Fred: “Interesting, but there are only 21 billion bitcoins right?”

Alex: “Right.”

Fred: “So, won’t more and more miners simply pump out all the Bitcoin that is inside the system?”

Alex: “Well…no. Its good that you are thinking like that, however, that’s not going to happen.”

Fred: “Ok, then what does happen?”

Alex: “Well, mining has a feature called “difficulty”. Difficulty basically increases the level of difficulty of the mining process”

Fred: “How does that work? And, come to think of it, you haven’t even told me about how mining actually works.”

Alex: “Patience grasshopper!”

Fred: “1970’s called…they want their memes back.”

Alex: “So, the miners will group all the transactions that are waiting in the mempool inside the block. After that, the contents of the block is hashed and a nonce is added at the beginning of the hash.”

Fred: “Wait, what? Nonce? What is a nonce?”

Alex: “Nonce is a random string that is added in front of the hash”

Fred: “Why do we do that?”

Alex: “I will get to it. So, when you add the nonce to the hash, you hash the resulting the string again. Now you compare the hash to the difficulty.”

Fred: “What is the difficulty?”

Alex: “Difficulty is something that is agreed upon beforehand by the entire network. It is a string or a number. The hash that we get after hashing the nonce and string combination should be less than the difficulty.”

Fred: “So, if it isn’t less than the difficulty then what happens? Didn’t you tell me that hashes are deterministic? So no matter what happens, the hash that you will get will always be the same right?”

Alex: “True, but this is where the nonce comes in. You can keep on changing the nonce until the overall hash is lesser than the difficulty. When that happens you can add the block to the blockchain!”

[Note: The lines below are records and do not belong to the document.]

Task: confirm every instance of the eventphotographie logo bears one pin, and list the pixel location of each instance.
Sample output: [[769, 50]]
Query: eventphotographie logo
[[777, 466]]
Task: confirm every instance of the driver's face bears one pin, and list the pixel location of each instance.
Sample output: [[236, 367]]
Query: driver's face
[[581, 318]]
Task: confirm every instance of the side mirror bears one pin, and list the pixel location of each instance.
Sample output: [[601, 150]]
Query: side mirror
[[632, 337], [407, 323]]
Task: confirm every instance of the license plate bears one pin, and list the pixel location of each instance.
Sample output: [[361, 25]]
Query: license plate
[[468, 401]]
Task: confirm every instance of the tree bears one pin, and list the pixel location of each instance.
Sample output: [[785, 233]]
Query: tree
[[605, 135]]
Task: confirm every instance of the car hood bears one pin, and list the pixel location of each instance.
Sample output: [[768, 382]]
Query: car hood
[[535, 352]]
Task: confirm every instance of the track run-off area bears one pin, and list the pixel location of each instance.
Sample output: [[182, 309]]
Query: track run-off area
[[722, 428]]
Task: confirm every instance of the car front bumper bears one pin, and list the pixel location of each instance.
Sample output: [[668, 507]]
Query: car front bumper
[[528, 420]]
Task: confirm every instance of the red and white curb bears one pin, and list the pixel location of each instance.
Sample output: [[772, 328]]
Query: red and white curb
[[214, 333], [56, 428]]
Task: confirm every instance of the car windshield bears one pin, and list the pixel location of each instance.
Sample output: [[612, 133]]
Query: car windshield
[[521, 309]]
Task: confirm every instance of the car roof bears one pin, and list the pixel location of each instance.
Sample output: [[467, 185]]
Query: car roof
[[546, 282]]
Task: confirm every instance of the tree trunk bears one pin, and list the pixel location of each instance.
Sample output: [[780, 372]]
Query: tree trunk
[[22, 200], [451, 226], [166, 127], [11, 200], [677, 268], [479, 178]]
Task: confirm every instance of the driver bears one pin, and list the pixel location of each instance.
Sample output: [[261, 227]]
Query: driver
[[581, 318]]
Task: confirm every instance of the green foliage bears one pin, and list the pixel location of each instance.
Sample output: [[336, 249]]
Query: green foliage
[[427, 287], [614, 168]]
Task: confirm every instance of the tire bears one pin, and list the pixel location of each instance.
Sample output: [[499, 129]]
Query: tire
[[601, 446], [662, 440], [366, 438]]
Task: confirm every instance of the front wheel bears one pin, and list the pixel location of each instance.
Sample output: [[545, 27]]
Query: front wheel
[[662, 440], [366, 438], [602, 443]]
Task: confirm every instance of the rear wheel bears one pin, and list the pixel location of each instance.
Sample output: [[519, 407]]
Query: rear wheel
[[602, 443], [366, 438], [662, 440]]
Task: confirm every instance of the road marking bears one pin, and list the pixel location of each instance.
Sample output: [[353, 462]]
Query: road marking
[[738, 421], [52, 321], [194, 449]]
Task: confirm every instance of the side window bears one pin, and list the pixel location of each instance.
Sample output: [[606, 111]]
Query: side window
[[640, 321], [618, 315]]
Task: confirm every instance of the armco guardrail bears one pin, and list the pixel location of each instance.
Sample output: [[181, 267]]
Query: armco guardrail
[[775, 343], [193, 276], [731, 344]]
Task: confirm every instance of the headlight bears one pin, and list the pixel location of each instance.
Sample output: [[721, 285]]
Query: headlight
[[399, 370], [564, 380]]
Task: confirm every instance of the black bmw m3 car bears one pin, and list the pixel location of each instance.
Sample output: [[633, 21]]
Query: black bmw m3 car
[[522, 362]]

Fred: “Interesting. So the nonce keeps on changing until you get the hash?”

Alex: “Correct. Speaking of the difficulty again, if the hashrate of the entire system is low and the block production is slow, the difficulty of the system goes down. Similarly, if the hashrate of the system is high and block production goes up, the difficulty goes up. Meaning, mining becomes more difficult or easy depending upon the situation.”

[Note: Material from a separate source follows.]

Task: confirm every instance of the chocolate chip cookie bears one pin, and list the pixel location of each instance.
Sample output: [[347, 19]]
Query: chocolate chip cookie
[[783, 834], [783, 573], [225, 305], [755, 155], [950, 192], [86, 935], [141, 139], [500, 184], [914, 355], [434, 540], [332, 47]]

Fred: “Got it, so how does the transaction actually happen?”

Alex: “Before I do that, you need to understand what public address and private keys mean.”

Fred: “Go on then.”

Alex: ” So, when you buy all your coins, you need a place to keep it right?”

Fred: “Mhmm”

Alex: “Well, that place is a called a cryptocurrency wallet.”

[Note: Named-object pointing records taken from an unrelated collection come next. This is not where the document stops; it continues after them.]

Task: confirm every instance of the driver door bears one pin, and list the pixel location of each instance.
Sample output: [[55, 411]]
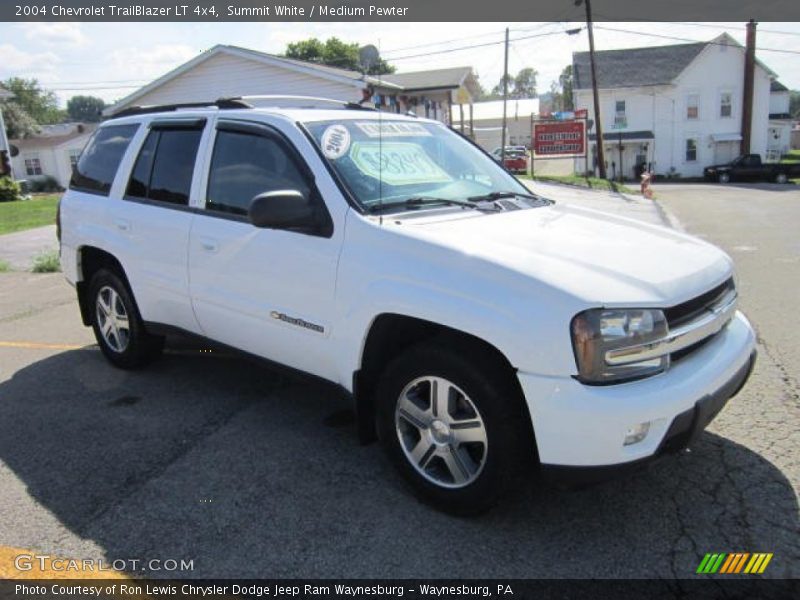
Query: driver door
[[269, 292]]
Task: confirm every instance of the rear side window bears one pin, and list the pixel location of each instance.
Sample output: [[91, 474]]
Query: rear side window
[[100, 160], [164, 167], [245, 165]]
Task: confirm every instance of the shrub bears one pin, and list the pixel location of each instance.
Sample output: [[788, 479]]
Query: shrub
[[46, 262], [9, 190]]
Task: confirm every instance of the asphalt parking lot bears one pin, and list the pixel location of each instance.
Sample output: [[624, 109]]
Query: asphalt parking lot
[[211, 457]]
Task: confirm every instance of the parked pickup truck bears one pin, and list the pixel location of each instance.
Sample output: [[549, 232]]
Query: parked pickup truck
[[749, 167], [479, 328]]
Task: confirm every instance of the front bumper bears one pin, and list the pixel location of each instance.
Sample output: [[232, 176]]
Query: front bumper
[[579, 426]]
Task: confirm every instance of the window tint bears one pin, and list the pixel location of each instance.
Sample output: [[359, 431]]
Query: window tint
[[244, 166], [98, 164], [164, 167]]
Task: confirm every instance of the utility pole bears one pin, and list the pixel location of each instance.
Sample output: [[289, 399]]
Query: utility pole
[[505, 100], [749, 79], [599, 129]]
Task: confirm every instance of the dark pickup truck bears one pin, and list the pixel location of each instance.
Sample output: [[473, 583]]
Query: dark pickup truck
[[749, 167]]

Fred: “So, it basically is a wallet that stores your coins right”

Alex: “That is correct, however, instead of storing coins, it actually stores your public address and private key.”

Fred: “An address and a key?”

Alex: “Yes sir. So, look at it like this, the public address is sort of like your bank account. You can reveal it to the world and have people send money to the account. The private key, on the other hand, is like your ATM pin. You don’t really share that with anyone now do you, also you will need to know your ATM pin to access your funds.

One important thing to remember, the private key is mathematically derived from the public address.”

Fred: “Got it. Now, how do all these come together?”

Alex: “Well, if you were to send somebody money, then you will be sending it to their public addresses, signed along with your signature. Think about how you send a cheque to someone. The miners will then check your signature to see if it is a valid one or not.”

Fred: “Alright, so the miners are responsible for the validation of the signature in Bitcoin transactions as well?”

Alex: “Yup.. so after they are done validating, they will put the transactions inside the block to show that you have indeed finished the transaction on your part. Now, Bob will have to unlock the transaction using his private key. Once he does so, he will get the Bitcoins.”

Fred: “Alright understood. So, whenever we think of the blockchain, we automatically think of Bitcoin, but that is obviously wrong, right?”

Alex: “Yup, the blockchain has seen tremendous applications in tons of other fields.”

Fred: “Interesting, tell me about these fields?”

Alex: “Ah, that’s a conversation for another time, my friend. Till now just understand what all I have told you so far.”